ユーザーフレンドリー(user friendly)でないサイトは、オーナーのマナーのなさを暴露するものです。専門家の方々は、このユーザーフレンドリーという単語を乱用しすぎて、元来「フレンドリー」という言葉が道徳用語だということを忘れてしまったのではないでしょうか。

もちろん、お客様を「ユーザー」と呼んでいるだけでは、ユーザーフレンドリーの重要な部分を理解することはできません。しかし実際の人間関係の中で自分が周囲にとって親しみやすく、フレンドリーであるかどうかを顧みるのと同じように、ウェブサイトのユーザーフレンドリーさを確認することはとても大切です。ウェブサイトはコミュニケーションです。そして、コミュニケーションがうまくなければ、失礼な人間と見られるというリスクを背負うことになるのです。
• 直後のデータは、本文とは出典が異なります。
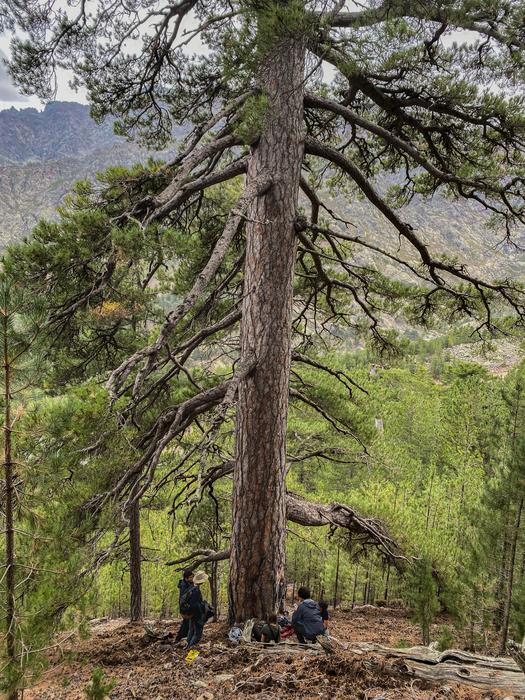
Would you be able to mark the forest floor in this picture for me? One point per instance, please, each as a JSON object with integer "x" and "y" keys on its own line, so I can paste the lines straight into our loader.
{"x": 157, "y": 670}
クリックを増やし、より多くのオカネをもたらし、成功をもたらす、という意味でフレンドリーであることが良いとする人も多くいます。道徳的に見るとこれは、「もっと金持ちになれるように良いマナーを身につけなさい」というのと同じ論理です。ことの真偽は別としても、良いマナーを身につけることには、お金以上の理由が存在します。良いマナーは良いリアクション(フィードバック)をもたらし、良いリアクションは次の新しいアクションのインスピレーションとなるのです。インスピレーションは、アクションの結果としてもたらされるものです。ちょうど、人が尊敬を得るのと同じ原理です。そしてこの仕組みは、現実世界でのコミュニケーションにおいても、ウェブサイトのインターフェイスにおいても、同じように働きます。
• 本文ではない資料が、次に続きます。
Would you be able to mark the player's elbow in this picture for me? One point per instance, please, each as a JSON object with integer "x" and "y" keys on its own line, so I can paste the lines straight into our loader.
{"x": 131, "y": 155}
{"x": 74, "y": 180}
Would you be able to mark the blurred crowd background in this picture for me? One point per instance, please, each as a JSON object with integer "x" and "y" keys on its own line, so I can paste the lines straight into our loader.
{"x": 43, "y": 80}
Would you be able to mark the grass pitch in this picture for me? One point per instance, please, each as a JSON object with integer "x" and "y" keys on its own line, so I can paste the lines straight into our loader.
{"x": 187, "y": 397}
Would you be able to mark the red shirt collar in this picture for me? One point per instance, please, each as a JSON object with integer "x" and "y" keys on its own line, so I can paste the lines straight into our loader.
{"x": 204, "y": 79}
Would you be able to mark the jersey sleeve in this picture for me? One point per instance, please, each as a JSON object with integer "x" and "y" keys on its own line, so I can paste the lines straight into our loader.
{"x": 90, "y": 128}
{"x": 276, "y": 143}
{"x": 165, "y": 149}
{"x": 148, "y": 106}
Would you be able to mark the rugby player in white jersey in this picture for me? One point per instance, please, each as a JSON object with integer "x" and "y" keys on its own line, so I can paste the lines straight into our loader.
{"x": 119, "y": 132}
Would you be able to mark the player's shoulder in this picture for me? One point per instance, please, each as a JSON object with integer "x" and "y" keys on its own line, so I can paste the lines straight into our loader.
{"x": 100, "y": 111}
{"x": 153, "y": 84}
インターフェイスが優れていれば、良いリアクションが得られます。そして人々から良いリアクションが得られれば、彼らはそれを人と共有するために、広めてくれるのです。そして、これがウェブサイトの存在意義です。人々に、情報を共有させること。

コミュニケーションスキル

オンラインでもオフラインでも、コミュニケーションにおける基本的なルールは同じ、という結論に、私たちはすでにたどり着いていたのではなかったでしょうか。
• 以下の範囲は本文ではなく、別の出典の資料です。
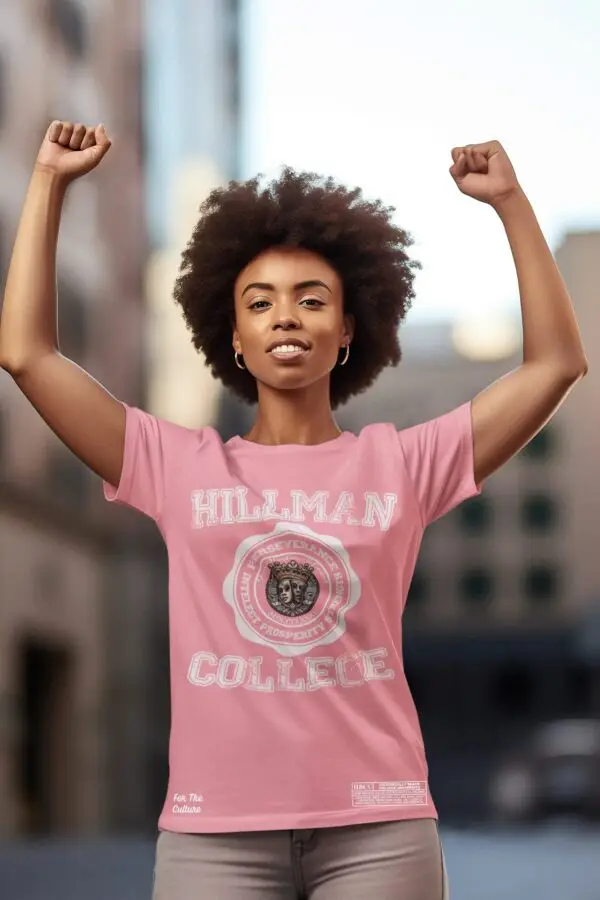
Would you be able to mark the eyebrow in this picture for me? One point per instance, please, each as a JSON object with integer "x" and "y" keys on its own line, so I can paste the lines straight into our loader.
{"x": 264, "y": 286}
インターネットという環境はまだ生まれてから年浅く、そしてソーシャルスタンダードも、まだ形成途中です。しかし、単純なプログラムの調べものの途中ですら目に入ってくる、数えきらないほどの罵りの長広舌、低能な言い争いや脅迫めいた書き込み、扇動的な発言等を見ながら私が考えるのは、オンラインでも、オフラインでも、同じコミュニケーションのルールが適用されるべきだということです。何かを書いたり、何かを人に尋ねる前に、それを実際に相手の目の前でも言えるかどうか、自分に問いかけてみてください。

スタイルは魅力、ヒステリーは興醒め

女性たちに確かめてみてください。マナーは大切です。もちろん、マナーだけがあれば良いというものでもありません。楽しさも必要です。例えば、ロックスターを見てください。有名なのに、でもマナーがあって折り目正しい。そこがキモなのです。ロックスターがかっこいいのは「ホテルの部屋をダメにした」とか、「恋人をぶちのめして素敵だった」と言われるときではありません。真にかっこいいロックスターは、「ステージではほんとうにめちゃくちゃだけど、実際に話してみたらすごくリラックスしていて、知的だった」といわれるものです。きちんとコミュニケーションがとれるということは、魅力的なのです。憎しみや、虚栄心は嫌悪されます。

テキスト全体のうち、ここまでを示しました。